Unichem’s revenue growth has been lackluster
At 2% CAGR over FY19-23, with its US revenue (58% revenue contribution) remaining flat at USD100 million p.a. over the past 5 years, Unichem has 76 ANDA filings and 44 commercialized products in US, with top-10 products accounting for 70% of US revenue. Management is looking to commercialize another 10-12 products in the US. Facility inspections would be a key risk, as Unichem’s plants (3 Forms/3 APIs) were last inspected by USFDA in 2020.
Cost synergies look more achievable than revenue synergies
Management aims to increase Unichem’s revenue from Rs12 billion to Rs18 billon over the next 2 years, to be driven by utilizing Ipca’s backward-integrated manufacturing capacities to augment Unichem’s MS and by cross-selling its portfolio in markets such as EU & AUNZ. Analysts at IIFL Capital Services believe cost synergies are more achievable, since Ipca would target to improve operational efficiencies at Unichem’s API plants and Unichem’s employee costs/other expenses are ~600/1000 basis points higher versus Ipca.

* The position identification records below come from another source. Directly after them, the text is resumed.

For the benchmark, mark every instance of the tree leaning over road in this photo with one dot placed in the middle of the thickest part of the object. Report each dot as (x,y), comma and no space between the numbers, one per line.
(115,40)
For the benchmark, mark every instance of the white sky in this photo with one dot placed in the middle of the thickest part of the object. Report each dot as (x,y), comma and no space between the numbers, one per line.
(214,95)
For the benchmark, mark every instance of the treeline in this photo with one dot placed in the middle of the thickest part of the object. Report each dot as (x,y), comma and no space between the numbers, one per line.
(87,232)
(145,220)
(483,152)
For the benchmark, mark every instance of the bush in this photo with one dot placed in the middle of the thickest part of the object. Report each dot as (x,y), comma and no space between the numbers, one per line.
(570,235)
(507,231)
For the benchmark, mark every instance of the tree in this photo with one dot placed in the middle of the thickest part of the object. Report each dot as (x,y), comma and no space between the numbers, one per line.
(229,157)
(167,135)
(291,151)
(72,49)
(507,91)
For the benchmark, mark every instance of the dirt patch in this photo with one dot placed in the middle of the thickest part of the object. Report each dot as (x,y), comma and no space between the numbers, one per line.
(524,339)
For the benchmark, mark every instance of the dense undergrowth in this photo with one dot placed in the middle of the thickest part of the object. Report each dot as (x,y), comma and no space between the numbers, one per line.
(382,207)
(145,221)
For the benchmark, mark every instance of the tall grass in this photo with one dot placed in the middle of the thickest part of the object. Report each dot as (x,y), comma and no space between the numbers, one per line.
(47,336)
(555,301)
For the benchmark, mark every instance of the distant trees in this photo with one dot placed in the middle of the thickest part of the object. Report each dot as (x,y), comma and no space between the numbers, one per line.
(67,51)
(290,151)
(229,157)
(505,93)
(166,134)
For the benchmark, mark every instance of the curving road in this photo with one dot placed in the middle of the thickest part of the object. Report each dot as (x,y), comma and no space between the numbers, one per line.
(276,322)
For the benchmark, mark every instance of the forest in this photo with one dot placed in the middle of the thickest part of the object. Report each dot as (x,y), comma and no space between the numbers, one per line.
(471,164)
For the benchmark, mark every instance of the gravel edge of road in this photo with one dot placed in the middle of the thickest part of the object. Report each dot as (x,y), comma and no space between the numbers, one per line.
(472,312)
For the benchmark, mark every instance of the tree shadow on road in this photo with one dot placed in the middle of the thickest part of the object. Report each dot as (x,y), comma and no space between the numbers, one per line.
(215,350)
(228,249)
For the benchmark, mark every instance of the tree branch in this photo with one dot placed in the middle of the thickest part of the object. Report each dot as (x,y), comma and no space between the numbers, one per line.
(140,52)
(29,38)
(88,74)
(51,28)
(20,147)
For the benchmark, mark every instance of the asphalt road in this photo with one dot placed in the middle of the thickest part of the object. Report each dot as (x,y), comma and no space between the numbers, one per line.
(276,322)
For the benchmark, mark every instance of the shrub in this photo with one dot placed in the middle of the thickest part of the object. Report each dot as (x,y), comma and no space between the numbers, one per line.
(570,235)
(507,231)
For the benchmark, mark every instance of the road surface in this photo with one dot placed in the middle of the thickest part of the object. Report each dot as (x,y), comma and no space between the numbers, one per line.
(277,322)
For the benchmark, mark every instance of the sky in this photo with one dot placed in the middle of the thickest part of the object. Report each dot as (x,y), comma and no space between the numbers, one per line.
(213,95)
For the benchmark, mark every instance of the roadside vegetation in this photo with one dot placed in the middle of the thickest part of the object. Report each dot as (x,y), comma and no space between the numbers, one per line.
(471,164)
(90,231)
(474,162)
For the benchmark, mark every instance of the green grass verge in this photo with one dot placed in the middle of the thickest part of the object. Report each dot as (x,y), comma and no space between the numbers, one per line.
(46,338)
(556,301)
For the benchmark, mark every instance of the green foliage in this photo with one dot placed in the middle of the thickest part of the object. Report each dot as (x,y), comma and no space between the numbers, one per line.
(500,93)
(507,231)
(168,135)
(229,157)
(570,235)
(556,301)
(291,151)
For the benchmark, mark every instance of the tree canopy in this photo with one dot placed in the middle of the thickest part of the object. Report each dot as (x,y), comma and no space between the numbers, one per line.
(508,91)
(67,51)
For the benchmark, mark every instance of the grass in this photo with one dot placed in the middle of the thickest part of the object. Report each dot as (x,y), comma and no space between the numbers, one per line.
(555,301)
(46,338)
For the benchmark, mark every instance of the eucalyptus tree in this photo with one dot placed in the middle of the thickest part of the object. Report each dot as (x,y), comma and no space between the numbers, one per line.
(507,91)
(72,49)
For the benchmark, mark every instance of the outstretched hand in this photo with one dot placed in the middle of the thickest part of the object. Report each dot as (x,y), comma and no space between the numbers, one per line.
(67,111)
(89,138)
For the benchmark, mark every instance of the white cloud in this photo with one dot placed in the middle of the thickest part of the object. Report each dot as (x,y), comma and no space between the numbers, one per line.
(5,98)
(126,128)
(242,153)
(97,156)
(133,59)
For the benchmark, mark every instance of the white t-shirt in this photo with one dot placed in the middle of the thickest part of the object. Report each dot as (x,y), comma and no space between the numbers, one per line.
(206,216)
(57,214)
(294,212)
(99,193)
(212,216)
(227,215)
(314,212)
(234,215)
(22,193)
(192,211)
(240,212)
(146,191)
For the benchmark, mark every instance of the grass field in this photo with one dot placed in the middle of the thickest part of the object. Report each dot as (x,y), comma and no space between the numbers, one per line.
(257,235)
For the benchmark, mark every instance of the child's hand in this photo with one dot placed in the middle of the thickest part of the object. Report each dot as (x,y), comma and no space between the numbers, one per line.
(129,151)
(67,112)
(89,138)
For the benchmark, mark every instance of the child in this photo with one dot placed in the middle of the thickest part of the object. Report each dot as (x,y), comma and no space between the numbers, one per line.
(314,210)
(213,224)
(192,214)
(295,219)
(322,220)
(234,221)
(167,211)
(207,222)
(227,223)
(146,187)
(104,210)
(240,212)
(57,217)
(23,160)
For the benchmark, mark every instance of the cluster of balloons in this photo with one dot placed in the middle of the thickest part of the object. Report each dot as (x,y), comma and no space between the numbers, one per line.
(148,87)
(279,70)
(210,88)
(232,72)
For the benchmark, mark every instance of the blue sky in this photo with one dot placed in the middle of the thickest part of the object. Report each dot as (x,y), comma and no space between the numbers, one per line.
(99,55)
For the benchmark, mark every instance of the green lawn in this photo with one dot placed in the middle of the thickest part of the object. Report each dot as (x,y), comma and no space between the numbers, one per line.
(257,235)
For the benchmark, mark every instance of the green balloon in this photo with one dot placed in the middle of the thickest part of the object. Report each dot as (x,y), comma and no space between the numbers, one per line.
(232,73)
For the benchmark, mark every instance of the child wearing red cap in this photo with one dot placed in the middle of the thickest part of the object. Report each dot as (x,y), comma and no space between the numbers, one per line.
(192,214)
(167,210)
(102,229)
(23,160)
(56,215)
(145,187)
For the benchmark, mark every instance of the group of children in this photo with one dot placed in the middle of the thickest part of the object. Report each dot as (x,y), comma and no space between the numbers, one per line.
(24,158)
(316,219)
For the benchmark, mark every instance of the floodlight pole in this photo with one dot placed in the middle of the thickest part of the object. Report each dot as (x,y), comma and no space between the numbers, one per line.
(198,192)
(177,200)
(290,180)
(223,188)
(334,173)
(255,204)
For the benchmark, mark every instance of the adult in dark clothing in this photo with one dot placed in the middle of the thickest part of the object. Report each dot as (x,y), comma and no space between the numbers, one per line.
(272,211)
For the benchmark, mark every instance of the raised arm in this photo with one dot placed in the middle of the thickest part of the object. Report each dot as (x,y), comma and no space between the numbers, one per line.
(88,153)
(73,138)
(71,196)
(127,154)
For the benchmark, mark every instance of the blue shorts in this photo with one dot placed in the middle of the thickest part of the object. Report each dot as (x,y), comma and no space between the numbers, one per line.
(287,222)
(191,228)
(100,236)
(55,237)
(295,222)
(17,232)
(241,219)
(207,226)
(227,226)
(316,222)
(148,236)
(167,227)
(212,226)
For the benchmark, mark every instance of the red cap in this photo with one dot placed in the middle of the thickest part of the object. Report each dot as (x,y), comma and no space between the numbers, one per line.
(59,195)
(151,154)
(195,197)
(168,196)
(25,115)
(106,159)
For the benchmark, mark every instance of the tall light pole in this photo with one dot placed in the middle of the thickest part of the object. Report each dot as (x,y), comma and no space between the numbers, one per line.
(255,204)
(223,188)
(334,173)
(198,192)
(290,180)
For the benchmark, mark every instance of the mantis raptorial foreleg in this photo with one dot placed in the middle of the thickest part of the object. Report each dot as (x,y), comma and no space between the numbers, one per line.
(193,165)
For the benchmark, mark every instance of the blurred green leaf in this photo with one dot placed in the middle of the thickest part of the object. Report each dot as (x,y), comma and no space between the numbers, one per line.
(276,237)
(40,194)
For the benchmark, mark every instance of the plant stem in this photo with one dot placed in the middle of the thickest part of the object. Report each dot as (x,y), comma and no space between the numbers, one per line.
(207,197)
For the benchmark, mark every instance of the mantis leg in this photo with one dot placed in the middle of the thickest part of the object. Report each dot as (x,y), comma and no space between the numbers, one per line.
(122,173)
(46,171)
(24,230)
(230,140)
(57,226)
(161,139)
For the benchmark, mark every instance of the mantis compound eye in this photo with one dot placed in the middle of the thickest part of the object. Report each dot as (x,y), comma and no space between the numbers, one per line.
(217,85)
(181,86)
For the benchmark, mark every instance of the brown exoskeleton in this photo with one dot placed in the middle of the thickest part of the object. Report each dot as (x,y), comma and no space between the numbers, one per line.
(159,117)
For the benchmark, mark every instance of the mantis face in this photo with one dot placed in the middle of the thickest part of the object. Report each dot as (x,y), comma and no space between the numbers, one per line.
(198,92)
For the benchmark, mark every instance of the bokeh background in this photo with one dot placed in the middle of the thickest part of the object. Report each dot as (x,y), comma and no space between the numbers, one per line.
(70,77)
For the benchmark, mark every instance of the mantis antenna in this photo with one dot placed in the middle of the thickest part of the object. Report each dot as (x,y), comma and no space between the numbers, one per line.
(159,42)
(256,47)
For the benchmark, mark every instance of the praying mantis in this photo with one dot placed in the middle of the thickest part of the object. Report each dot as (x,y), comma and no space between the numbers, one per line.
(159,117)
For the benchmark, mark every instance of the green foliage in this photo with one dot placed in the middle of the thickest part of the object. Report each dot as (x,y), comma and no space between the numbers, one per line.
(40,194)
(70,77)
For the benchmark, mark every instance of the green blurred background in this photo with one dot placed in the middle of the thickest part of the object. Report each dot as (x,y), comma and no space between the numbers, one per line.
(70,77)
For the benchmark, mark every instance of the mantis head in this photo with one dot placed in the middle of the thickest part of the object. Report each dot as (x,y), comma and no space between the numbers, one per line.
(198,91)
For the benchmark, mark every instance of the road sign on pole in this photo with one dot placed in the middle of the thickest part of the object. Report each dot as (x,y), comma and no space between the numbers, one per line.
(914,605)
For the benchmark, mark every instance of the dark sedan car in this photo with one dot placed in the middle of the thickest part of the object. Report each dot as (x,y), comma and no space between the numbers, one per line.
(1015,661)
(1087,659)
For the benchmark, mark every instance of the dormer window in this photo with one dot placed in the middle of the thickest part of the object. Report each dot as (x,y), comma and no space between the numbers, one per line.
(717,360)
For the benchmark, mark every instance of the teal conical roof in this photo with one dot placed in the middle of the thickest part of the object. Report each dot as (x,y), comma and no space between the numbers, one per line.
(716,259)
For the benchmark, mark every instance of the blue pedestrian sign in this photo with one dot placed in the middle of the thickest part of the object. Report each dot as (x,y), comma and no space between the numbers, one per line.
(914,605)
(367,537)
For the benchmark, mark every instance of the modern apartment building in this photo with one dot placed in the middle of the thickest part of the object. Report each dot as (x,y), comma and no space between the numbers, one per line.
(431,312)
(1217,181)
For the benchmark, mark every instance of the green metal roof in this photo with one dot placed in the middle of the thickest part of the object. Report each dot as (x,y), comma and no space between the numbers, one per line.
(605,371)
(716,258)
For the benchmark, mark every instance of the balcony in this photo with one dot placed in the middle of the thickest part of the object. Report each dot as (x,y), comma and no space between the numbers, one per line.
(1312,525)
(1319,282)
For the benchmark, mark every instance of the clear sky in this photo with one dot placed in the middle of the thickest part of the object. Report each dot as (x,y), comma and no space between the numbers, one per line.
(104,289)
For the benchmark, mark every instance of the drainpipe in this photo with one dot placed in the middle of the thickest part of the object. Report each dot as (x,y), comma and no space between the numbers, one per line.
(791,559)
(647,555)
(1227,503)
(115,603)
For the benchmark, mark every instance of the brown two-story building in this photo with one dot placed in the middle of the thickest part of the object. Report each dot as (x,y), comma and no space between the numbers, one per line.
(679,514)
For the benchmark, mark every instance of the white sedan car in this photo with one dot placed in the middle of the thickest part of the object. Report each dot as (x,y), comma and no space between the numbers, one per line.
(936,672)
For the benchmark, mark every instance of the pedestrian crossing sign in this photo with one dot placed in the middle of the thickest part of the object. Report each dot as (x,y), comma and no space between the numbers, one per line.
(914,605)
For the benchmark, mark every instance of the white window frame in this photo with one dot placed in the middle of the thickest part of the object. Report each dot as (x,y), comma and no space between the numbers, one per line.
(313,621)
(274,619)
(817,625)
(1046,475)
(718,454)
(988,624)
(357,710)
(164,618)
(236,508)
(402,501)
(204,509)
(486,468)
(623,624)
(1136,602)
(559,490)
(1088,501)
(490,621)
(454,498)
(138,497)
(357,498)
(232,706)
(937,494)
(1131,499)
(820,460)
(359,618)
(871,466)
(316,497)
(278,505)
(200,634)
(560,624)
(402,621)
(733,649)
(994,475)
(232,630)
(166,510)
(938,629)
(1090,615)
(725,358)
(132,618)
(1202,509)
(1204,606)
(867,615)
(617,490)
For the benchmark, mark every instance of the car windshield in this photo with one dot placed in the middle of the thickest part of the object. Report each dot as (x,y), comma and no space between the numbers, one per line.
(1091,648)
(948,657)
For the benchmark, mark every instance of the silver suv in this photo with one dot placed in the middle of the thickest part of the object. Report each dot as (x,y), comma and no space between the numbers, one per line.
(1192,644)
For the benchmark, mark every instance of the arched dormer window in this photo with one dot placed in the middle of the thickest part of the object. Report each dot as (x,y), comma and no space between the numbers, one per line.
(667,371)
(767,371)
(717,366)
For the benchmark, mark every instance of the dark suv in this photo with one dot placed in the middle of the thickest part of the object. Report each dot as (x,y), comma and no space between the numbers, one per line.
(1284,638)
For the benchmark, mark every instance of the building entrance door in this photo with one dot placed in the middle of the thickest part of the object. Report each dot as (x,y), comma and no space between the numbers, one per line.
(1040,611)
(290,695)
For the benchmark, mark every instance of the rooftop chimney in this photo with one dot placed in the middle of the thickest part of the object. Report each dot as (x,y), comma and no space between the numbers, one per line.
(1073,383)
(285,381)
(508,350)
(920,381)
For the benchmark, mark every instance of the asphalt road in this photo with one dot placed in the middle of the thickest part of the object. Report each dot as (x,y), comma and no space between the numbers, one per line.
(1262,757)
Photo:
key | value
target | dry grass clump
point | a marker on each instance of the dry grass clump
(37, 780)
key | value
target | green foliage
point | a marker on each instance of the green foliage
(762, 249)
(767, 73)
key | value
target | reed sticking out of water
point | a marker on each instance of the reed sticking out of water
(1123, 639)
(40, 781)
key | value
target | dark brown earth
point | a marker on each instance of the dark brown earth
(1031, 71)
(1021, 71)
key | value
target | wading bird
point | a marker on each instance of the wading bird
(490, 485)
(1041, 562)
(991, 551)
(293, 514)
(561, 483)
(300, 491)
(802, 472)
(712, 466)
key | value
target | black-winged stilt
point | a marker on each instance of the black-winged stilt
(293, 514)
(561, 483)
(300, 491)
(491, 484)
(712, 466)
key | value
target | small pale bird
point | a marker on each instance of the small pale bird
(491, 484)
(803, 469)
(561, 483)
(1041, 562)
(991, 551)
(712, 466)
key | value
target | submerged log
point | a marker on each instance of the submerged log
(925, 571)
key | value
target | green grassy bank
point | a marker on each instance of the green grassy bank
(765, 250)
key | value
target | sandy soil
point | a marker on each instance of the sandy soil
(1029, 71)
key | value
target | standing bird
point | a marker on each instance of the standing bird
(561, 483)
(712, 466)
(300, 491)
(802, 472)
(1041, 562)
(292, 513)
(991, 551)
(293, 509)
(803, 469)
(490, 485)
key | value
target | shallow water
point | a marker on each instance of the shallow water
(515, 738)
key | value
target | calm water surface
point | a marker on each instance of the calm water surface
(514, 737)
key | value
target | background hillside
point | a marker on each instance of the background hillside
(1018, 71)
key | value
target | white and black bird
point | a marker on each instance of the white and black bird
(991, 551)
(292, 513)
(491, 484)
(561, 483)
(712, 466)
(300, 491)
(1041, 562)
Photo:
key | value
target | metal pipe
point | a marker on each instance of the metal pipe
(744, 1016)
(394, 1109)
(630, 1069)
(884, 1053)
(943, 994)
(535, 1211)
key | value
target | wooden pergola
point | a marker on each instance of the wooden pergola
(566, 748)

EPS accretion of -3%/+0%/+3% over FY24-26
In a best case scenario of 10% revenue CAGR for the acquired portfolio and 17% EBITDA margins by FY26, EPS accretion could be -3%/+0%/+3% over FY24-26. Given limited accretion from the deal and an inferior business mix now, analysts at IIFL Capital Services have maintained their view that the acquisition does not make much strategic sense and Ipca would have been better-placed had they committed this growth capital to secularly-growing India market.